Guys, when i sent down a profile using native suplicant for iphone, iphone gets it but it does not automatically selects TLS on the SSID.
Here is what happens:
Iphone connects to BOYD-SSID
client provision process
** if Auto-Login is selected problem with self registration!!!!!!!!
bunch of security errors, profile is downloaded
iphone reconnects to BOYD_SSID with credentials initilly entered (therfor MSCHAPv) not TLS
in client provisining cycle.
go back to BYOD-SSID and "forget the network", reconnect again, and manually selecting TLS and using the profile previously downloaded, and everything works!!!!
Too many freaking steps for BYOD!!!! I can't have my client tell his employees to do that.
I have not had the problems you are discussing, what version of code are you running and I assume you are using the single-ssid method? In my experience I have seen where the new profile over-writes the old peap profile and after COA hits the client then uses eap-tls to connect.
Can you provide screenshots of the experiences you are having?
*Please rate helpful posts*
I can get this info to you later on tonight or tomorrow morning.
Maybe i have a problem with CoA???
Do you need version of ISE and Ipad?
I have the same problem for iOS devices.
With the same configuration i have problems with Iphone 6 version 9.0.1 but not with iphone 4
So the problem seems not to be in CoA but in iOS process.
With Iphone 6 i need to " forgot the network" and then specified TLS configuration and choose username authentication + certificate that will be used for this username.
It would be helpful to see screenshots of your authorization policies, and the authentications dashboard. Also some information regarding your wireless setup.
Sent from Cisco Technical Support Android App
i got it to work!!!
I have a problem with ANdroid connecting to google play... I am using BYOD SSID connected via FLEXCONNECT, and my ACL does not allow google play no matter where i allow that traffic.
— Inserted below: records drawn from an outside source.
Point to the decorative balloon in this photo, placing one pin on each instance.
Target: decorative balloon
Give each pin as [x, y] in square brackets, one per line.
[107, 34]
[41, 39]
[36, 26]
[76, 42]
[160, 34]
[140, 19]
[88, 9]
Can you point me into right direction where to modify ACL to allow google play during provisioning process.
Do you have the contents of the acl? Also where are you applying this acl? I have had challenges in deploying flexconnect with ISE but lets see how the client entry looks and what state the client is in when you hand down the provisioning acl from ISE.
Sent from Cisco Technical Support iPad App
Please find the link information all the configuration for client provisioning.
This has been reportedly fixed, as stated in the following link here.
My question is, what is the fix? Is it a workaround or is the client provisioning as simple as it used to be?